"What friends?"
"My Lord of Bothwell's friends," and the whole party issued into the Canongate.[*]
[*] Such really appears to have been the incautious answer given to the various sentinels.—Depositiones, I. P. D.
Where revealed by the mask, which came only down to his dark mustaches, Bothwell's face was white as marble; and, as they passed the Mint, he looked up at the dark windows of David Rizzio's empty mansion, which stood at the corner of the Horse Wynd.
"He was slain just about this time last year," said the Earl.
"And this night will be avenged," replied Ormiston, as if to apologise for the purpose which had brought them together.
At the back of the south garden, they were again challenged by two archers with bent bows, and, replying in the same unguarded manner, passed on.
They ascended the dark and silent Canongate, where not a sound was heard save their own footfalls, and the dull tramp of the felt-shod sumpter-horse that bore the powder mails; and, passing the lofty barrier that divided the burghs by its strong round towers and double arch, they descended with silence and rapidity the broad and spacious wynd of the Blackfriars, and reached the foot unseen.
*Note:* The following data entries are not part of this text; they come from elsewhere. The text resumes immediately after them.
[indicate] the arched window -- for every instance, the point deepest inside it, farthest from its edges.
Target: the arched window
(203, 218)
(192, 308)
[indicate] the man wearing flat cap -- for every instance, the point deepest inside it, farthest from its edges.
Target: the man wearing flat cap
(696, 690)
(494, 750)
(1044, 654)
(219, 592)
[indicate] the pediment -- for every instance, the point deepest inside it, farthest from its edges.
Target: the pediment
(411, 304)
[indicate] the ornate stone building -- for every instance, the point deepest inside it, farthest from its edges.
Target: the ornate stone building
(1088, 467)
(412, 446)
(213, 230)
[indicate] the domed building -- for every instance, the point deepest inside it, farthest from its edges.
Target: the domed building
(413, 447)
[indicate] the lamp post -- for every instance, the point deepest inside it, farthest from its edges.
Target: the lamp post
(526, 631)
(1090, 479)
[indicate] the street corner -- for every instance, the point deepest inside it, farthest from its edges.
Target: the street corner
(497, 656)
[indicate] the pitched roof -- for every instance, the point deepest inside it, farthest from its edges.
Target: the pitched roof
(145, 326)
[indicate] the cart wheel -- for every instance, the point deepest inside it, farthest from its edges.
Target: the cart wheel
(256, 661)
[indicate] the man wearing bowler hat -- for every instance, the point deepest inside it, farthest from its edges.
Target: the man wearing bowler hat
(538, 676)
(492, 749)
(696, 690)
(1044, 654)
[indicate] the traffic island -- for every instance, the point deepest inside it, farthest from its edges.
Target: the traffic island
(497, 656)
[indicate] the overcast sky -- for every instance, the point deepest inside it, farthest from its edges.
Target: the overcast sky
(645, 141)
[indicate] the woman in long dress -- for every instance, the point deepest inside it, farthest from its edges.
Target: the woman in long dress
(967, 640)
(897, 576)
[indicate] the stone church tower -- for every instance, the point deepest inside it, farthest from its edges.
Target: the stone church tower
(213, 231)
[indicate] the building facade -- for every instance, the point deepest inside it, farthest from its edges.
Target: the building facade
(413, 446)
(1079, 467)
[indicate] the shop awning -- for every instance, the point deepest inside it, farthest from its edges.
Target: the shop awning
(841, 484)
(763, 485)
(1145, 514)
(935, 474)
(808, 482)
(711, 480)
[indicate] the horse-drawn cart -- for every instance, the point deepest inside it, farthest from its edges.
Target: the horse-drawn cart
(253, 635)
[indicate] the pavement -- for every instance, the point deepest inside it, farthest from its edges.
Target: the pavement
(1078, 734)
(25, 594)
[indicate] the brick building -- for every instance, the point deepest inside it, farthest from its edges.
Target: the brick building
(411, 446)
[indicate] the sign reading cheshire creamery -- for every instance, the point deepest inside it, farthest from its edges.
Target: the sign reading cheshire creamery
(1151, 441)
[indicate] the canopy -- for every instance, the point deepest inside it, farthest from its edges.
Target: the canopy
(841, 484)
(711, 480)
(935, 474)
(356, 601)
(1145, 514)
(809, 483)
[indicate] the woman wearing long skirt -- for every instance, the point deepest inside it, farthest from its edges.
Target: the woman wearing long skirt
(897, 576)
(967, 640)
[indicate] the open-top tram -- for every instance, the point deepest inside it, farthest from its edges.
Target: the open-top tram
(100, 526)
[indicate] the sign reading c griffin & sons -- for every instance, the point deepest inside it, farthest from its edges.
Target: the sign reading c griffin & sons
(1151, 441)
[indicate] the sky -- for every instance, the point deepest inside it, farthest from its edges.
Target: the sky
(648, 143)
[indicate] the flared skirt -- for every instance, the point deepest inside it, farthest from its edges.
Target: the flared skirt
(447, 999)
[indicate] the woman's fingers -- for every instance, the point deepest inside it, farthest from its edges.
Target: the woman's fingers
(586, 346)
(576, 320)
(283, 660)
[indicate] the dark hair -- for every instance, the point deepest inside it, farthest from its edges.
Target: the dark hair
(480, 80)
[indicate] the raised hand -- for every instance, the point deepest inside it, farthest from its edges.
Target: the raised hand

Here, we are told, they paused a moment, while Bolton purchased a "candell frae Geordie Burnis wife in the Cowgate;" and at that time a blaze of light, flashing along the narrow street, on the octagon turrets of that picturesque old house, where whilome dwelt the great Cardinal of St. Stephen, made them shrink under its shadow with some dismay; for lo! the unconscious queen, attended by three Earls (two of whom were also conspirators), Argyle, Huntly, and Cassilis, with her sister, the Countess Jane, and other ladies, the whole escorted by Sir Arthur Erskine's archers, passed down the opposite wynd, en route for the palace. She was on foot; six soldiers of the guard bore a blue silk canopy over her head, and twelve others carried torches.
She was returning to Holyrood, from her hurried visit to that very place for which all these muffled men were bound—the lonely house of the Kirk-of-Field!